A novel assay provides insight into tRNAPhe retrograde nuclear import and re-export in S. cerevisiae

Abstract In eukaryotes, tRNAs are transcribed in the nucleus and subsequently exported to the cytoplasm where they serve as essential adaptor molecules in translation. However, tRNAs can be returned to the nucleus by the evolutionarily conserved process called tRNA retrograde nuclear import, before relocalization back to the cytoplasm via a nuclear re-export step. Several important functions of these latter two trafficking events have been identified, yet the pathways are largely unknown.
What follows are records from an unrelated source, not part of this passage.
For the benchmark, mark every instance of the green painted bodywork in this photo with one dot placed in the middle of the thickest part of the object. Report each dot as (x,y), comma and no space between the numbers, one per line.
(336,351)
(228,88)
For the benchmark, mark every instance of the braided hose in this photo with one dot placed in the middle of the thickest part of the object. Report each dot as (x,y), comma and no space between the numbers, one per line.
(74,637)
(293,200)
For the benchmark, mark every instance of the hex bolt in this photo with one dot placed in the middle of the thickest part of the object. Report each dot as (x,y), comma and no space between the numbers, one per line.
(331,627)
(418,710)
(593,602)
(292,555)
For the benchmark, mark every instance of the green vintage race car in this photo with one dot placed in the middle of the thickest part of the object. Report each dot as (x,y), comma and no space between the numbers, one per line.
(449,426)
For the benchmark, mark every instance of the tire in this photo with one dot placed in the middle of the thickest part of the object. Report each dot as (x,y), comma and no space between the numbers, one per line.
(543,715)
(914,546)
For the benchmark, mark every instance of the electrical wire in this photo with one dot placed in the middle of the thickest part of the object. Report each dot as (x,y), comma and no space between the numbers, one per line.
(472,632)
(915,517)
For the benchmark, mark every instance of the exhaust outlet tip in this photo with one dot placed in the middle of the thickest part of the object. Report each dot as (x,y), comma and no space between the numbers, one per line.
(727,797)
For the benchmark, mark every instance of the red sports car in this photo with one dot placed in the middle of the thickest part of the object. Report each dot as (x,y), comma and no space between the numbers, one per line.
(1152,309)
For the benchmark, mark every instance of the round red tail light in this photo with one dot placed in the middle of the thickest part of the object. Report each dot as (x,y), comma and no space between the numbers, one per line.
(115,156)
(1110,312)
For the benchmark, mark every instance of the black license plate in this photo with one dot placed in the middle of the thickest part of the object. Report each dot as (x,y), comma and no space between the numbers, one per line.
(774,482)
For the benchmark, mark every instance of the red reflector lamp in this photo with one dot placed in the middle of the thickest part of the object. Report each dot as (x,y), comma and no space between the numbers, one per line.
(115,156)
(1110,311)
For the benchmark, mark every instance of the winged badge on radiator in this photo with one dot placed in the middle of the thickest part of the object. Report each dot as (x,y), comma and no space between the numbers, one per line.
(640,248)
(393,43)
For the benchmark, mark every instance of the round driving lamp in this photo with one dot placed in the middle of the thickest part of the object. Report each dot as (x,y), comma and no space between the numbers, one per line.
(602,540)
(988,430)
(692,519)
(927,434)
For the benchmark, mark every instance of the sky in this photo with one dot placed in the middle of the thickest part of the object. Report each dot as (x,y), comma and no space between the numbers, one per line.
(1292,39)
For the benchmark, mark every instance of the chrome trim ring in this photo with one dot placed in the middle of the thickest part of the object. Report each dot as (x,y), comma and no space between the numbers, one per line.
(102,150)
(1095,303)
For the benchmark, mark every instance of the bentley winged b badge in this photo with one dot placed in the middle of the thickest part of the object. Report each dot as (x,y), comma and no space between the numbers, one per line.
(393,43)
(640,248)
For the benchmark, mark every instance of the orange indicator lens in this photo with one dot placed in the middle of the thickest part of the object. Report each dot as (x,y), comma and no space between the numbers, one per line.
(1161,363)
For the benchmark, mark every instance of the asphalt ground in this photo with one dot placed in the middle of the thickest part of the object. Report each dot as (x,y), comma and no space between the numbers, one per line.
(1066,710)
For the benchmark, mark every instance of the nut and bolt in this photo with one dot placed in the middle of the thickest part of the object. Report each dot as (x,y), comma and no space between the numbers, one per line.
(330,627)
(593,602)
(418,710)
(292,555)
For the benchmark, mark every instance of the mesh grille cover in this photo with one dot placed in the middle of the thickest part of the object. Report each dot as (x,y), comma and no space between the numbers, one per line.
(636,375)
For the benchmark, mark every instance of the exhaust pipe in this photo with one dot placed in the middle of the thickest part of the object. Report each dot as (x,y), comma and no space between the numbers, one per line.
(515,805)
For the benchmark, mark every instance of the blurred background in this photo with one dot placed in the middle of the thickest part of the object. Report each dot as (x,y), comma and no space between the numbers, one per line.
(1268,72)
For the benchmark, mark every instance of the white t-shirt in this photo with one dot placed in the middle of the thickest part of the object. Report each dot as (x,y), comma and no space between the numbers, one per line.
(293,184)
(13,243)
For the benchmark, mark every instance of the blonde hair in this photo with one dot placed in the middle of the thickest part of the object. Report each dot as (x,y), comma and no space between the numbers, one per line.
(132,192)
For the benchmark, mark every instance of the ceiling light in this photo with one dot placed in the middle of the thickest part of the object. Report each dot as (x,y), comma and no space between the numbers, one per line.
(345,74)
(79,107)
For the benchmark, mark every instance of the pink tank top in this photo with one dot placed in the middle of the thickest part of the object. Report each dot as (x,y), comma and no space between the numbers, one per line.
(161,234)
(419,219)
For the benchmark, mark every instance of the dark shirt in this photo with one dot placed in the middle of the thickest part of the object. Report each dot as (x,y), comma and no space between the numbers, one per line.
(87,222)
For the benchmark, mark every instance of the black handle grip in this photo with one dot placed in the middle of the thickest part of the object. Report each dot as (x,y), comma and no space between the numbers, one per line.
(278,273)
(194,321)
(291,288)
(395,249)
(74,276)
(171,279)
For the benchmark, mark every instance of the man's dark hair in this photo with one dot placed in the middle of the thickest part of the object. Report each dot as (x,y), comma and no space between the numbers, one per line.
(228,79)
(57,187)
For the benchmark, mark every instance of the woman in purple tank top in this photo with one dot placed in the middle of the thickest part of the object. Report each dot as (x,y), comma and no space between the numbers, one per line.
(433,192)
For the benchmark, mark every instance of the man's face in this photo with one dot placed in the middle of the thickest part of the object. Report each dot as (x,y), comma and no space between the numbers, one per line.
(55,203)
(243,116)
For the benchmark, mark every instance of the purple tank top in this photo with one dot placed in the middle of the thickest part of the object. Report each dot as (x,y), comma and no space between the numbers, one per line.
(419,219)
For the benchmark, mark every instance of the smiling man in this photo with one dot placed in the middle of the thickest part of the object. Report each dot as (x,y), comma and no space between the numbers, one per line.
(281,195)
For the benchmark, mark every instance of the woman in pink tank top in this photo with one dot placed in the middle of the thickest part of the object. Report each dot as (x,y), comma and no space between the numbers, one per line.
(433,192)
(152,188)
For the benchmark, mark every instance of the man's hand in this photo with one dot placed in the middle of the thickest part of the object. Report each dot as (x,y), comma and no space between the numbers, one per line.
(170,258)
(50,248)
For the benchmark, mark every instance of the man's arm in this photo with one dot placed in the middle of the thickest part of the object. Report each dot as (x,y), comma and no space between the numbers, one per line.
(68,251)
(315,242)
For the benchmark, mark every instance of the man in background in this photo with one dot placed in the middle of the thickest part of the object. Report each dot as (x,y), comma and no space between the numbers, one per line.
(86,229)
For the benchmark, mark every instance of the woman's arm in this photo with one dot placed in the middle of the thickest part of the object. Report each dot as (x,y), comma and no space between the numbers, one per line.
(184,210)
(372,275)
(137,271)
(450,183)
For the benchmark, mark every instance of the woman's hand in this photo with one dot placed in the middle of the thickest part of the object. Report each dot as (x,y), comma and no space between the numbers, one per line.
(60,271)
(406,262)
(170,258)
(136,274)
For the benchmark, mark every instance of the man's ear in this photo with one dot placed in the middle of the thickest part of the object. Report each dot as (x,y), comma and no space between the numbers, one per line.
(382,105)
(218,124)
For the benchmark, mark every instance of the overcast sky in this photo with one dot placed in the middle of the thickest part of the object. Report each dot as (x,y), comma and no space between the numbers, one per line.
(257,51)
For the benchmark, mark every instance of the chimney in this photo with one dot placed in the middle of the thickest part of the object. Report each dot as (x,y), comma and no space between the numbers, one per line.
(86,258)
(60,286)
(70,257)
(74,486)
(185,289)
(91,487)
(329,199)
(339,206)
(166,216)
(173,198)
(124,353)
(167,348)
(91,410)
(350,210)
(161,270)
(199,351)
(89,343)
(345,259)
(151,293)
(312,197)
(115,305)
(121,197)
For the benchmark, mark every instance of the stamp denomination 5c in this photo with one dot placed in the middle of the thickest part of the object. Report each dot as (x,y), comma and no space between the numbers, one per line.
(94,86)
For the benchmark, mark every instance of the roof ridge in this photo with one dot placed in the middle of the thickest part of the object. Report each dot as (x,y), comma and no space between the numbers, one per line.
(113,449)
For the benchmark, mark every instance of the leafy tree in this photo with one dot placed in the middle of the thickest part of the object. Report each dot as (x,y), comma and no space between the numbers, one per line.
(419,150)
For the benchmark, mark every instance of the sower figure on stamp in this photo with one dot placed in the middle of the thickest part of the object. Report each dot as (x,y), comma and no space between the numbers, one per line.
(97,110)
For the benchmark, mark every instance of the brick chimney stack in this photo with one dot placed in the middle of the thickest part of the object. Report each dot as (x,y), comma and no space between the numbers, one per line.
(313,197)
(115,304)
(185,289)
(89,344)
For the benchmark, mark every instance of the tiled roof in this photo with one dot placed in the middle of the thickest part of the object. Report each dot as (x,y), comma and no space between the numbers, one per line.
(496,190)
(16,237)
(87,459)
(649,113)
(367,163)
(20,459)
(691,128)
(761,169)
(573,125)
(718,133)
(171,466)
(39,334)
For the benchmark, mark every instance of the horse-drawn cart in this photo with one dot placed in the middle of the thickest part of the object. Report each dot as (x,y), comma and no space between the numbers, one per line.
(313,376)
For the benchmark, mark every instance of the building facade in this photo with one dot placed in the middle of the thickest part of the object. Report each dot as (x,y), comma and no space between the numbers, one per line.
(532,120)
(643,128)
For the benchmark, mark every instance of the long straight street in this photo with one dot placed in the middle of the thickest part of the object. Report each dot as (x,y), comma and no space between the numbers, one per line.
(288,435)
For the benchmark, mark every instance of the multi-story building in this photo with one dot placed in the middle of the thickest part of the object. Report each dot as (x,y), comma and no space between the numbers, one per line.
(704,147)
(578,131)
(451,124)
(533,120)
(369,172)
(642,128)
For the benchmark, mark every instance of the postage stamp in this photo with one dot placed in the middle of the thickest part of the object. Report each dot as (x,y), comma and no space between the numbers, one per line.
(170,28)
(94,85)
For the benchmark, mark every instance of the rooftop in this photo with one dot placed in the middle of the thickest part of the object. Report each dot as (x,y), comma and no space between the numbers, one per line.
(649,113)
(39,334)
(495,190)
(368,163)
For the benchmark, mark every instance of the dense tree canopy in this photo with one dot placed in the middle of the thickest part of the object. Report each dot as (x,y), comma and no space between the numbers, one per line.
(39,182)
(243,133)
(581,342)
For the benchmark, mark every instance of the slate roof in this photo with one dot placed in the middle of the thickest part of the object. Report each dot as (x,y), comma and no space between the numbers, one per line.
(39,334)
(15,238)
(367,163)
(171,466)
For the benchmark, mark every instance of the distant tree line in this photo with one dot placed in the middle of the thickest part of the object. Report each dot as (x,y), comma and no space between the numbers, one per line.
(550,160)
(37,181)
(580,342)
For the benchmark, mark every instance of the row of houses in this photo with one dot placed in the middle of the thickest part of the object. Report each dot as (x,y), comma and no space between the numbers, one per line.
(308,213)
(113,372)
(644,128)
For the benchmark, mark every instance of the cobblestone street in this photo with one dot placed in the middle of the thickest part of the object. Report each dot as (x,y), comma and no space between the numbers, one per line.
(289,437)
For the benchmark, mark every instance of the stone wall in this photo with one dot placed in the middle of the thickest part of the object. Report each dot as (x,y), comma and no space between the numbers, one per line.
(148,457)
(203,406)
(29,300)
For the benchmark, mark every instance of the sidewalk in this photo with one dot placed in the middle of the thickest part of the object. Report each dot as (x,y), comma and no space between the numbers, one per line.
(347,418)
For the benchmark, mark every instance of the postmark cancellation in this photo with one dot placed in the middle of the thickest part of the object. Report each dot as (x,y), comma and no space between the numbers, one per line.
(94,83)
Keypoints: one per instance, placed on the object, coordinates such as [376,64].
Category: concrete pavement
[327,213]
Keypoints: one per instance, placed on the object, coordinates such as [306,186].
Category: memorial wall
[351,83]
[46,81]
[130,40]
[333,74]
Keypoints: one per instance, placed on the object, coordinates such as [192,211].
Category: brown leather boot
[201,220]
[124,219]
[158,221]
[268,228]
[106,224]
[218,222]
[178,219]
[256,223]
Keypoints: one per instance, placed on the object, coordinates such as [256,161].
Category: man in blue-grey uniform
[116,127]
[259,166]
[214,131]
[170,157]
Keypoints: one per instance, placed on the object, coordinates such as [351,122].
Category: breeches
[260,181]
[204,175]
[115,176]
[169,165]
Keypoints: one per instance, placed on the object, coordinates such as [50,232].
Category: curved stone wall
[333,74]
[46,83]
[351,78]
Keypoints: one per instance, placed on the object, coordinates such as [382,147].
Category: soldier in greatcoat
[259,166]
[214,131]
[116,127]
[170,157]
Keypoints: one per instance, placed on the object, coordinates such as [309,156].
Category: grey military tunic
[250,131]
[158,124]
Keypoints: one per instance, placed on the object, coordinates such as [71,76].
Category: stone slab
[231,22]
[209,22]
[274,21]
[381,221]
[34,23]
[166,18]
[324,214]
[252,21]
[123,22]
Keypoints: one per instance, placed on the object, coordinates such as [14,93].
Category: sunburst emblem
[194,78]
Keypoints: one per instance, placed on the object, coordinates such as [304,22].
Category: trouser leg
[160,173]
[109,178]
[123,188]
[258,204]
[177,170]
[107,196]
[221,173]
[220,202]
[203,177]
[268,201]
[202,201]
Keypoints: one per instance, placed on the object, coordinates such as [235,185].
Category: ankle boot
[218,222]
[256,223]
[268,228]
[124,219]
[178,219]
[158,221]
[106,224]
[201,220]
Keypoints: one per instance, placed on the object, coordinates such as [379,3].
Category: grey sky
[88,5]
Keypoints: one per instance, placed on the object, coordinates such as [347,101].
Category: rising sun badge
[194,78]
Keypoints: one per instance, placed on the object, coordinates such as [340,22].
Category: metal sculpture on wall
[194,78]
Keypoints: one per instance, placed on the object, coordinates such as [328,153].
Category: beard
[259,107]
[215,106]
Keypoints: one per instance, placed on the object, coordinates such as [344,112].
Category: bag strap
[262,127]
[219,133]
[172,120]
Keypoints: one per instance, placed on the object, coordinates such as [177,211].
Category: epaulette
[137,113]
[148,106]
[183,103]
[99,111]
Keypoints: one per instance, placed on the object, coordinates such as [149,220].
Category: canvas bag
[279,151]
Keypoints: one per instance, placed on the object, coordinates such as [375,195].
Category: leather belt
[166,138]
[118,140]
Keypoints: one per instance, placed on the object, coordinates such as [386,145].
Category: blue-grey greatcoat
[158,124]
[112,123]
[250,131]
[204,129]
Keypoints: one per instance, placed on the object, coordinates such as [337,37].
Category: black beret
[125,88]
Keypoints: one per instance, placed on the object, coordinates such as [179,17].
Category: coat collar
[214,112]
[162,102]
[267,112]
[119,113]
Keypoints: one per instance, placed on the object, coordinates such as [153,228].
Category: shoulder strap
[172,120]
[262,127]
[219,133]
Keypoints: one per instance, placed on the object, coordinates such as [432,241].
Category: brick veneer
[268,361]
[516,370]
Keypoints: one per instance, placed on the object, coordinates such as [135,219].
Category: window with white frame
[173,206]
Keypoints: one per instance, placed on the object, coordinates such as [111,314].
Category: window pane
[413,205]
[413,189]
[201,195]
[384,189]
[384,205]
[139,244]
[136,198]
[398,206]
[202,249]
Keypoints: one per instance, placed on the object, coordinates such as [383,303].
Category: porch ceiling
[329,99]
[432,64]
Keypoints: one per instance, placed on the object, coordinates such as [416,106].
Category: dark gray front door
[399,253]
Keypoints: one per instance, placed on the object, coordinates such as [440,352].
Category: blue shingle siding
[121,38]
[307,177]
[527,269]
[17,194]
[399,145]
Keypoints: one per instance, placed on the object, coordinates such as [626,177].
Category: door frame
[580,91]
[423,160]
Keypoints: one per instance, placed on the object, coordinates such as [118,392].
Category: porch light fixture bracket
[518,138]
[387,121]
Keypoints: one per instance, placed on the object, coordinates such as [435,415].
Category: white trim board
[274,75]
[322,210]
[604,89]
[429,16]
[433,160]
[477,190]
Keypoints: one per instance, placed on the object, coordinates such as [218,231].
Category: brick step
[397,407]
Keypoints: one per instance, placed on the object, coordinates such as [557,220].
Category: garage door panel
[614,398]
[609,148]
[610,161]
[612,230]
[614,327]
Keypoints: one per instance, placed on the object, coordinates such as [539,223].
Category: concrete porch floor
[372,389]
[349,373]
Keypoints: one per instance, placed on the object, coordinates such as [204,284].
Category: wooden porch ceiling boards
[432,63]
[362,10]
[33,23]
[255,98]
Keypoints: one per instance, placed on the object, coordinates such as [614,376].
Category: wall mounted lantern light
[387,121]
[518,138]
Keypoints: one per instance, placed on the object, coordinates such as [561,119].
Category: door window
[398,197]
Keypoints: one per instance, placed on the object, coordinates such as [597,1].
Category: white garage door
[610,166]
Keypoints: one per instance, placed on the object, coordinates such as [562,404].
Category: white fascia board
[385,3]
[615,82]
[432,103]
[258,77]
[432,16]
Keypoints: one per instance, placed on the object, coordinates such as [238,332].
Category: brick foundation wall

Therefore, we developed an assay in Saccharomyces cerevisiae to identify proteins mediating tRNA retrograde nuclear import and re-export using the unique wybutosine modification of mature tRNAPhe. Our hydrochloric acid/aniline assay revealed that the karyopherin Mtr10 mediates retrograde import of tRNAPhe, constitutively and in response to amino acid deprivation, whereas the Hsp70 protein Ssa2 mediates import specifically in the latter. Furthermore, tRNAPhe is re-exported by Crm1 and Mex67, but not by the canonical tRNA exporters Los1 or Msn5. These findings indicate that the re-export process occurs in a tRNA family-specific manner. Together, this assay provides insights into the pathways for tRNAPhe retrograde import and re-export and is a tool that can be used on a genome-wide level to identify additional gene products involved in these tRNA trafficking events.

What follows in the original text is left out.